OK, now we see that the actual code block for 'deployLandingGear' and 'land' is a bit cleaner than it was using the older style.  Of course, this would be much more the case if we had more than two lines of code in there.  We also see (and this is actually not a great way to write the code) that in the event of a failure, control passes down into the catch block, eliminating all chance that you might ignore the error due to a lack of coffee and try to land anyway.

In reality it's probably better to allow the HardwareException to pass further up to a higher level master control function,  You can do this automatically by not having the try/catch structure at this level and declaring that this method also throws such a beast.  You can also do it manually by simply calling 'throw landingError' inside the catch block.

You can have multiple 'catch' blocks one after the other, if you need to account for several different exception types.  You can have a 'catch' block catch a superclass of your exception and still catch it, so 'catch (Exception e)' would have worked fine here.  It gets involved, and there's no one right answer for all situations.  You must let your system requirements and sometimes your personal preferences guide you.
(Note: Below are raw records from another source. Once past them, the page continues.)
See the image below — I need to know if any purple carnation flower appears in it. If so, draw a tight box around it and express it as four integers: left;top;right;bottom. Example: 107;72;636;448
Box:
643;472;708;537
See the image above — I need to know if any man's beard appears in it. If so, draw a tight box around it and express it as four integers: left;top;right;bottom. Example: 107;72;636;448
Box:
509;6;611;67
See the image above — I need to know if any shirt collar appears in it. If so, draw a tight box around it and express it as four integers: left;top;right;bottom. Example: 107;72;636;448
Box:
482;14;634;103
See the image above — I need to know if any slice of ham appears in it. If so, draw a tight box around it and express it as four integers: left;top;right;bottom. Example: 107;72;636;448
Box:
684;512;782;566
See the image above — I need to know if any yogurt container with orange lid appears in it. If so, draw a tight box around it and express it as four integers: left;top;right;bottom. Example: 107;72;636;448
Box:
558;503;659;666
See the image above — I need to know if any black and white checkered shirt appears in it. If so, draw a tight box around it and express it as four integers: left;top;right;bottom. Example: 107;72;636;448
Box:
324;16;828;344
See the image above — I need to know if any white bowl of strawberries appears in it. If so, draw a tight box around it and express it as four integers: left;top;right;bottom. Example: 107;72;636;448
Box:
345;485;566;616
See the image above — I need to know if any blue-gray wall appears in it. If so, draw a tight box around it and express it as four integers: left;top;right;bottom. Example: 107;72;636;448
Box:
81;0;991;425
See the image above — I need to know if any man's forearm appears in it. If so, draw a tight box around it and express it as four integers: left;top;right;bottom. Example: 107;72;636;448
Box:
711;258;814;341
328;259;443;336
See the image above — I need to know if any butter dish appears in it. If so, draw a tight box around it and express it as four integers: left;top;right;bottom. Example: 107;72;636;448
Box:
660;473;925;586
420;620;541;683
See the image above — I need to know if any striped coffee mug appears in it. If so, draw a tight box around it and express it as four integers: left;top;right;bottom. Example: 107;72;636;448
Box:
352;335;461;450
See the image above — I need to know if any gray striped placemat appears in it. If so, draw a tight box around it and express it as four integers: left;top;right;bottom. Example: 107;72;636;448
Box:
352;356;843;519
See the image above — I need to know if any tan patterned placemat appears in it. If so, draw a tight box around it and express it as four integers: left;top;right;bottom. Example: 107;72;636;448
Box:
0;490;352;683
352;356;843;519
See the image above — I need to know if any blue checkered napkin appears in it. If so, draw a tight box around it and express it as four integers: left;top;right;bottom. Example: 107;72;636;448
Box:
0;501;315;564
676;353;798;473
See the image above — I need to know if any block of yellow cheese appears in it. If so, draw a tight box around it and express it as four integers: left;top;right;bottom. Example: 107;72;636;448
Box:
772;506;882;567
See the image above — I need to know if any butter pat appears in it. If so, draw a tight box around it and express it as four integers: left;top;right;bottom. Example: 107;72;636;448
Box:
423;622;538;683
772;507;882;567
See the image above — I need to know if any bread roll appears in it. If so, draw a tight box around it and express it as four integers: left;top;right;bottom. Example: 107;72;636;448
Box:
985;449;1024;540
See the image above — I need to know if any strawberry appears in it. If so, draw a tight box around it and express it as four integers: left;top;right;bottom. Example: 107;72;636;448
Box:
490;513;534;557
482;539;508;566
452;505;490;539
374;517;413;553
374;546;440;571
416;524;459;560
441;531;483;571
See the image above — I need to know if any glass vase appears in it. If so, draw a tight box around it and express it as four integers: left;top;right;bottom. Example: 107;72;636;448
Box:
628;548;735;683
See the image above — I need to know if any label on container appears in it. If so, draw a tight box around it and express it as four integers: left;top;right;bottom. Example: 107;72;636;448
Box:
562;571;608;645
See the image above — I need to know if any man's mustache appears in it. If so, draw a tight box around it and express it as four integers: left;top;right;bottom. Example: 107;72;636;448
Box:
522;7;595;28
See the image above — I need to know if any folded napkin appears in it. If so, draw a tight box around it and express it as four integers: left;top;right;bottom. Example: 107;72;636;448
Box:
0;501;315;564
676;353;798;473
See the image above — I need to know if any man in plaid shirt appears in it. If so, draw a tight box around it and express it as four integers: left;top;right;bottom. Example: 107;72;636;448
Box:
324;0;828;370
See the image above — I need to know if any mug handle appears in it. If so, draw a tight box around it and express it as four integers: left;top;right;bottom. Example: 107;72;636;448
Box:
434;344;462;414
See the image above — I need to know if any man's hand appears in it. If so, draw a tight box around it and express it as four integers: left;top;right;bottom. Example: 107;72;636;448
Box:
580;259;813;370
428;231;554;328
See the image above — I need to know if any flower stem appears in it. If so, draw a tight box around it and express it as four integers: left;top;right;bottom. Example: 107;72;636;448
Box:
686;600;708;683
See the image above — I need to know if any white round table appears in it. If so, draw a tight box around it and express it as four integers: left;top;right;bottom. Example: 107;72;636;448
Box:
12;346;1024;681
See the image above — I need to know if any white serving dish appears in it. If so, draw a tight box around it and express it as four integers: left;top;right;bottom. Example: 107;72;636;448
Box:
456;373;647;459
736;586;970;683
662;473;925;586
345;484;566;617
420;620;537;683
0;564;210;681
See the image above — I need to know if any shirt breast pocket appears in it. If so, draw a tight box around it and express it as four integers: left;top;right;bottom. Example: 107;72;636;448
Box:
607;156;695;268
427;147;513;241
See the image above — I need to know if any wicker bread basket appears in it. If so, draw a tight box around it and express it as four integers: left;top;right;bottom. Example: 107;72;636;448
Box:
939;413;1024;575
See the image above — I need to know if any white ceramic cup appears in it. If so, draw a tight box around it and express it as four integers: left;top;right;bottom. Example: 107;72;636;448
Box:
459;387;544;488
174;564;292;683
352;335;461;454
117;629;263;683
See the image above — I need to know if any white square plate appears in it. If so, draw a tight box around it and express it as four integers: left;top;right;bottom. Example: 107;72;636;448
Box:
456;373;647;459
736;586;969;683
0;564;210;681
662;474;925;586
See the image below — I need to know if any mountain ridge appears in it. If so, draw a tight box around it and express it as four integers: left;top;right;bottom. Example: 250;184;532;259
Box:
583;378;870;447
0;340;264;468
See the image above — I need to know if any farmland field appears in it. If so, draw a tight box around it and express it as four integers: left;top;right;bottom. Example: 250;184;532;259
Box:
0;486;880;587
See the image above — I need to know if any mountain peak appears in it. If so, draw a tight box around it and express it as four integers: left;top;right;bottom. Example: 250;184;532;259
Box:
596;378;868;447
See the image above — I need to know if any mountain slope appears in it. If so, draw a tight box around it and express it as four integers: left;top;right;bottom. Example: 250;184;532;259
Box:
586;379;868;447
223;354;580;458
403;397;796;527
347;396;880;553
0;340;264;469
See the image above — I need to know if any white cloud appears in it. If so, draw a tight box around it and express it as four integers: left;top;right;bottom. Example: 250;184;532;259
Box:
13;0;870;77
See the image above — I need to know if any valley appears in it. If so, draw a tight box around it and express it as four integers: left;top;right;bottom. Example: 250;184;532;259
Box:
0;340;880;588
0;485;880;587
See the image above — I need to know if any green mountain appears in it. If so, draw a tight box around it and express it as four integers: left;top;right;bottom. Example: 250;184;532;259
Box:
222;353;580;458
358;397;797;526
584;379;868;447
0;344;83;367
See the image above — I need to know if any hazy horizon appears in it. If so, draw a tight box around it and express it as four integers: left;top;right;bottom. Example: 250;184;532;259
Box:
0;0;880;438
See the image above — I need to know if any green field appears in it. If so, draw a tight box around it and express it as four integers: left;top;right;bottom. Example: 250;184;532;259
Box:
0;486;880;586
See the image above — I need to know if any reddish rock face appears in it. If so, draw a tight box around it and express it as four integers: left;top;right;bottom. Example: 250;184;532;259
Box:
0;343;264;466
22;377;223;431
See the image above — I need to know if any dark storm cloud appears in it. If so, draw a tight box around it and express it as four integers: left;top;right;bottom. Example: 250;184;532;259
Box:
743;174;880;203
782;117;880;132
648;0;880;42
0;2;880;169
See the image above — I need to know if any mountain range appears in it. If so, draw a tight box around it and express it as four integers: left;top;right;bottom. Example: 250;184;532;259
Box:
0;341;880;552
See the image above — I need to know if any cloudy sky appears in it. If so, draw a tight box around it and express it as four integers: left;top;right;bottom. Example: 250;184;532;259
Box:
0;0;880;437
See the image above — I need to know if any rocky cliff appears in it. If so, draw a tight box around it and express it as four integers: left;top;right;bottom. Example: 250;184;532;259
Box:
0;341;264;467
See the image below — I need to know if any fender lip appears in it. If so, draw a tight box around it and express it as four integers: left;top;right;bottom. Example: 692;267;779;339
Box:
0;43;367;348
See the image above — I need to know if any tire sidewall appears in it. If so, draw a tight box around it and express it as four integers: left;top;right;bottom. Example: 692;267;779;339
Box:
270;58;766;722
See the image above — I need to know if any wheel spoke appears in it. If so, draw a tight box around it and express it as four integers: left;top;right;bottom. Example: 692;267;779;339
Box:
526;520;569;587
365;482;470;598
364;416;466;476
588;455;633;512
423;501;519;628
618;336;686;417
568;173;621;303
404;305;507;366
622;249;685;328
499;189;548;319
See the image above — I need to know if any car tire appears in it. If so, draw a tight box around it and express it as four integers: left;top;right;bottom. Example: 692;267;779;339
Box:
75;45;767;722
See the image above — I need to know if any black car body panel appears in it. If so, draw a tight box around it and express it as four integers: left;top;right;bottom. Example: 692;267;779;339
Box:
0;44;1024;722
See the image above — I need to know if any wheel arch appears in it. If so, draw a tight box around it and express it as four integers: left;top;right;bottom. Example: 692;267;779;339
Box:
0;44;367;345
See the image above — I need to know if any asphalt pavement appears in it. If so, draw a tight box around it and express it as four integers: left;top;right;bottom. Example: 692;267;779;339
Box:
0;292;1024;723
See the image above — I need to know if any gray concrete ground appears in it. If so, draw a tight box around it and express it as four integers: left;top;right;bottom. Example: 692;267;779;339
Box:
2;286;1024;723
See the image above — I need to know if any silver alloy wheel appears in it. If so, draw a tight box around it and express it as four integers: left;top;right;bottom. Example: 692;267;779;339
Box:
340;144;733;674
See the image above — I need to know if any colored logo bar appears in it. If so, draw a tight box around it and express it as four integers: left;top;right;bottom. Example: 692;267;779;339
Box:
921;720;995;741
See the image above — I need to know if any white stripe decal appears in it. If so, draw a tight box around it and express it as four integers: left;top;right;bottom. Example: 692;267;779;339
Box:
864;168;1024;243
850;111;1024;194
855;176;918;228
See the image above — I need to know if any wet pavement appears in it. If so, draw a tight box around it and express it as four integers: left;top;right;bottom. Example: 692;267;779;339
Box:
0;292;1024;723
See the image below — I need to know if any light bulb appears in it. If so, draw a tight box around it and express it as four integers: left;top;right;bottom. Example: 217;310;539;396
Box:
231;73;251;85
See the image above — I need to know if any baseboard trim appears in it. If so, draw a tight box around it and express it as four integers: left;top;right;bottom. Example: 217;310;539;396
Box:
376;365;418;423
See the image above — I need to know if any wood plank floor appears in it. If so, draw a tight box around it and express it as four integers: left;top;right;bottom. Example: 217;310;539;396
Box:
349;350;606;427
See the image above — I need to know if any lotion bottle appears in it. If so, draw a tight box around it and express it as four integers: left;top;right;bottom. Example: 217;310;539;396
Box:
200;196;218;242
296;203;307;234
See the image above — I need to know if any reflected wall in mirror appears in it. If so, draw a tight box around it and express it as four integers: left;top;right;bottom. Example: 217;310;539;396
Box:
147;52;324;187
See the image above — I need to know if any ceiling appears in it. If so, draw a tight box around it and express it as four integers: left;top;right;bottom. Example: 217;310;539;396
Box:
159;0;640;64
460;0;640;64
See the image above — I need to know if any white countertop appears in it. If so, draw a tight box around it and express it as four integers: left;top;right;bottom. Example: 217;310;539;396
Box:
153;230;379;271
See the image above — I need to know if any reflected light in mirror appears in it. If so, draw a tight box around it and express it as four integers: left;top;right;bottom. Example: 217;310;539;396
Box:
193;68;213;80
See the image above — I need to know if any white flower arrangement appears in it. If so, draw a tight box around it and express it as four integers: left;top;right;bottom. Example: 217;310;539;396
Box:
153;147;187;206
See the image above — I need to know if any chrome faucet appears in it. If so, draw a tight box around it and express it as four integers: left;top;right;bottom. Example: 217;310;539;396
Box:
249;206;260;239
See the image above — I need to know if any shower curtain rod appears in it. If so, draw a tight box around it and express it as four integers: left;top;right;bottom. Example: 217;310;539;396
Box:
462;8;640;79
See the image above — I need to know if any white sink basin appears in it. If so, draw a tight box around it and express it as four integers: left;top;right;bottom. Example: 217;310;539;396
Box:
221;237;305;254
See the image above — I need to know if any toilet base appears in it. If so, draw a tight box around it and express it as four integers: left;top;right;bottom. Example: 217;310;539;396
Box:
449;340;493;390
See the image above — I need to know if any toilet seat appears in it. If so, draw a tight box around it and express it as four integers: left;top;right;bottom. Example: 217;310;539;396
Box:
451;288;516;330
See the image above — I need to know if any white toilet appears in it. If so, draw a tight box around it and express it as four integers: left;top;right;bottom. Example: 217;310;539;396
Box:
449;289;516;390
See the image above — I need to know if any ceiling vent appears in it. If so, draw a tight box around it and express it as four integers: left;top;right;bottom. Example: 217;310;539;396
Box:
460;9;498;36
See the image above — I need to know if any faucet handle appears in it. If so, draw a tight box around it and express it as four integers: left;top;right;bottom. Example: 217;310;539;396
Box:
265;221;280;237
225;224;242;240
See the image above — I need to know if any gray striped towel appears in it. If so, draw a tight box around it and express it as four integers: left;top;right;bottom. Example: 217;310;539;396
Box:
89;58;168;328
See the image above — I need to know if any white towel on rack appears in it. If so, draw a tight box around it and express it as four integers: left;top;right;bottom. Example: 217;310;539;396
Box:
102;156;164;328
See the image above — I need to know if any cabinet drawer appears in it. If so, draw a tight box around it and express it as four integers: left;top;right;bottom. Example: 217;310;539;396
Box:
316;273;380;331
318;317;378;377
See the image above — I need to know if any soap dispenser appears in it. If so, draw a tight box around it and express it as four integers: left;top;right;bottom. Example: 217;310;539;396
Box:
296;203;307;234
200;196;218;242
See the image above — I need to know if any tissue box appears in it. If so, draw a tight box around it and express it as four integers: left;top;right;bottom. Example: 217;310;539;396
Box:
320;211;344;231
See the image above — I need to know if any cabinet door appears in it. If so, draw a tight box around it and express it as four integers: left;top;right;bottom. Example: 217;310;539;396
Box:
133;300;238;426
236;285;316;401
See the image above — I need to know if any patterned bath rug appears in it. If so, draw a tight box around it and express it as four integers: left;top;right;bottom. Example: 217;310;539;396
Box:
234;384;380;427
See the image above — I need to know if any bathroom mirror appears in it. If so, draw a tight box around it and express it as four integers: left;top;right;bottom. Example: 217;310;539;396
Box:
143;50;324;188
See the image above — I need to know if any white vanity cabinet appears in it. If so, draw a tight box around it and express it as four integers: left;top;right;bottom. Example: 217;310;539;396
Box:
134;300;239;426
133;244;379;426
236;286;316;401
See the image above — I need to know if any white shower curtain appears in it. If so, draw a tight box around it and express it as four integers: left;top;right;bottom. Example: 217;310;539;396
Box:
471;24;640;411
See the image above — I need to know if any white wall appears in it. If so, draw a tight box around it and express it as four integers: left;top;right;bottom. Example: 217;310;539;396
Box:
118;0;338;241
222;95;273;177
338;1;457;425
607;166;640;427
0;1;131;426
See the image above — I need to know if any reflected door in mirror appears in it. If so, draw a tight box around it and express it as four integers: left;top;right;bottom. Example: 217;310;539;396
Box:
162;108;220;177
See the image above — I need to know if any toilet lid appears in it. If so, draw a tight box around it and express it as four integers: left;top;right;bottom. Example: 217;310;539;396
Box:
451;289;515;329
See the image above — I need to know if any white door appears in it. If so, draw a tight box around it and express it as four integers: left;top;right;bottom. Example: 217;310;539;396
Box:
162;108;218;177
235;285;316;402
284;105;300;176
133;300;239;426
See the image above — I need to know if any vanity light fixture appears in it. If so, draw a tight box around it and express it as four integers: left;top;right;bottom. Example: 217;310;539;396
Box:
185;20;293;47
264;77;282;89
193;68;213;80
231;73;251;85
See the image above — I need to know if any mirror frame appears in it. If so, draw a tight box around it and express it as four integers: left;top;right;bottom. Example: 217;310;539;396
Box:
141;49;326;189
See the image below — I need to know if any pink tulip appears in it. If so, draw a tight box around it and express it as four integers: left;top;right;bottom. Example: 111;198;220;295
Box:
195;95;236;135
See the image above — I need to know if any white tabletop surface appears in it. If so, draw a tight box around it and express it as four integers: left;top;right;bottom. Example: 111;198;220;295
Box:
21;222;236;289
Finally (ha ha) there is the 'finally' block.  This is optional and can be placed after all catch blocks.  This is code that WILL be run, whether you hit an exception or not.  Once either the try block is finished, or any catch block is finished, your finally block will be run.  This can be handy if you absolutely must release some resources or post a message or something.

    try {
     doSomethingThatCouldFail();
     System.out.println("Succeeded.");
    }
    catch(Exception e) {
      System.out.println("This is why you fail: " + e);
    }
    finally {
      System.out.println("Do or do not, there is no try.");
    }

You can't ignore exception handling, but it's possible to do it poorly.  The better you deal with things that go wrong, though, the more robust and resilient your software will be.  If you can change some setting and make another attempt, so much the better.